E quegli sguardi torvi?…
ALONSO -
( Svegliandosi)
Che succede?
SEBASTIAN -
Stavamo qui a vegliare al vostro sonno,
quando ad un tratto ci giunse all’orecchio
un sordo riecheggiare di muggiti
come di tori, o piuttosto leoni.
Non so come non v’hanno risvegliato.
Le orecchie mie ne furono intronate,
paurosamente.
(38) In molti testi - compreso l’Alexander - questa battuta è attribuita al re; ma il nesso del discorso e dell’azione scenica suggeriscono di darla a Gonzalo; il che sarebbe avvalorato dal seguente: “vi ho svegliato…” dello stesso Gonzalo al re, con quel che segue.
ALONSO -
Non ho udito nulla.
ANTONIO -
Oh, sì, davvero un orribile strepito,
da spaventare l’orecchio d’un mostro;
da scatenare un vero terremoto!
Doveva essere, sicuramente,
il ruggito d’un branco di leoni.
ALONSO -
Hai udito qualcosa, tu, Gonzalo?
GONZALO -
In fede mia, signore, quel ch’ho udito
è stato solo un canto a mezza voce
e molto strano, che m’ha risvegliato.
Dopodiché vi ho scosso ed ho gridato,
ché, appena aperti gli occhi,
ho visto quelle spade sguainate.
Un rumore c’è stato, questo sì.
Sarà bene perciò che stiamo in guardia,
e ce ne andiamo via da questi luoghi,
spade in pugno.
ALONSO -
Sì, andiamocene, è meglio;
e mettiamoci ancora alla ricerca
del povero mio figlio.
GONZALO -
Dio lo scampi
da queste belve che sono nell’isola.
Perché son certo ch’egli è qui.
ALONSO -
Muoviamoci.
( Escono tutti)
ARIELE -
( A parte)
Prospero, il mio padrone,
saprà così quel che ho fatto per lui…
Va’, va’ sicuro in cerca di tuo figlio!
( Esce)
SCENA II - Altra parte dell’isola, brulla, senza vegetazione.
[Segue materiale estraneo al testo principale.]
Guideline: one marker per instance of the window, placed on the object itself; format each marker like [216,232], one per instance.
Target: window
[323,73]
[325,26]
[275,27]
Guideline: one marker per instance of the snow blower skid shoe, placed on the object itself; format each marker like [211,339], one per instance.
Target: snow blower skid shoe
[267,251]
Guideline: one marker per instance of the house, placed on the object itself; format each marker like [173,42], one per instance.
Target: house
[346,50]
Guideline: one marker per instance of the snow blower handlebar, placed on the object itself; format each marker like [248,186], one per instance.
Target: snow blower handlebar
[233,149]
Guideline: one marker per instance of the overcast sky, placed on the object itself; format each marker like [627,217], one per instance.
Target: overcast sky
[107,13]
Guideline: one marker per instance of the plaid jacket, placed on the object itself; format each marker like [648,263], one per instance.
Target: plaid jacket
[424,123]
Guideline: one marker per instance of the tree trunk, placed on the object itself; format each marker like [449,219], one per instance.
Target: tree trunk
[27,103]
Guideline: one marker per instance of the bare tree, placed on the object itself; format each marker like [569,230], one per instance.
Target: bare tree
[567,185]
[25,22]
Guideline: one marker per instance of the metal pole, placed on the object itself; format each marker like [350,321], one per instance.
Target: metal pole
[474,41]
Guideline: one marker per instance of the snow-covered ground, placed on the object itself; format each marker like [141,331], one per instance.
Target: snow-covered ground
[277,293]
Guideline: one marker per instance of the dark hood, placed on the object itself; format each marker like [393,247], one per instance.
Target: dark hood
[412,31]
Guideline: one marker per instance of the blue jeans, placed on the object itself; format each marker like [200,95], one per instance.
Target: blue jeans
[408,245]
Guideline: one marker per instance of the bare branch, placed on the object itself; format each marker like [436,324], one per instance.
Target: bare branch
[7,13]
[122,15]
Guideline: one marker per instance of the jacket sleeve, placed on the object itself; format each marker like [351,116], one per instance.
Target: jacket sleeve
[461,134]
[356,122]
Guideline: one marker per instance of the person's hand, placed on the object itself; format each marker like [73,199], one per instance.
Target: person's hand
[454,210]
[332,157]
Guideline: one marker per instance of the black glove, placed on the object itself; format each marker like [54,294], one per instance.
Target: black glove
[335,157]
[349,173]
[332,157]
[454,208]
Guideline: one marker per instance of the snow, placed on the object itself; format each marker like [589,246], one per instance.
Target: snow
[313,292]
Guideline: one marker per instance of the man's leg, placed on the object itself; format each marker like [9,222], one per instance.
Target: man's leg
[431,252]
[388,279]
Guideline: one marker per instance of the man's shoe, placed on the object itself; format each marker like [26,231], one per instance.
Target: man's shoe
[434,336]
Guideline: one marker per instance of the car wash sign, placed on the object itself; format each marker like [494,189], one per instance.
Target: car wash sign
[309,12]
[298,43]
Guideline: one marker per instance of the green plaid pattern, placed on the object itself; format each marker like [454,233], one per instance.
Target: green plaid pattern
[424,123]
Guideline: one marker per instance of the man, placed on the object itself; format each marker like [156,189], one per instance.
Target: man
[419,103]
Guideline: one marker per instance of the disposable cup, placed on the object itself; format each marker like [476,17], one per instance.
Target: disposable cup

Entra CALIBANO con un fascio di legna e un mantello
CALIBANO -
Tutti gli umori più pestilenziali
che il sole succhia da pantani e stagni
ricadano su Prospero, e lo infettino
e lo riducano tutto una piaga,
a pezzetto a pezzetto, a oncia a oncia.
Gli spiriti che sono al suo servizio
mi ascoltano, lo so, e tuttavia
non mi posso tener dal maledirlo.
Quelli però non mi punzecchieranno
né mi verranno a mettere paura,
assumendo le forme di folletti,
o a rotolar nel fango,
o a condurmi la notte fuori strada
prendendo forma di tizzoni accesi,
se lui non gli dà l’ordine di farlo.
Ma me li veggo sguinzagliati intorno
per ogni inezia: a volta come scimmie,
a farmi smorfie e digrignare i denti
e darmi morsettini; o come istrici,
a rotolarsi sopra la mia strada,
mentre cammino scalzo,
e subito a drizzare i loro aculei,
ogni volta che poso il piede a terra.
Tal’altra volta sono dei serpenti
che m’avvinghiano tutto da ogni parte,
fischiando con le lor forcute lingue,
da uscire pazzo.
Entra TRINCULO
Toh, eccone uno,
che viene certo a me per tormentarmi
perché ho tardato a portare la legna.
Ora mi butto lungo lungo per terra,
forse così non si accorge di me.
( Si stende a terra bocconi sotto il mantello)
TRINCULO -
Qui si prepara un nuovo temporale,
e non si vede arbusto né cespuglio
sotto cui ripararsi in qualche modo.
Lo sento già dal fischiare del vento.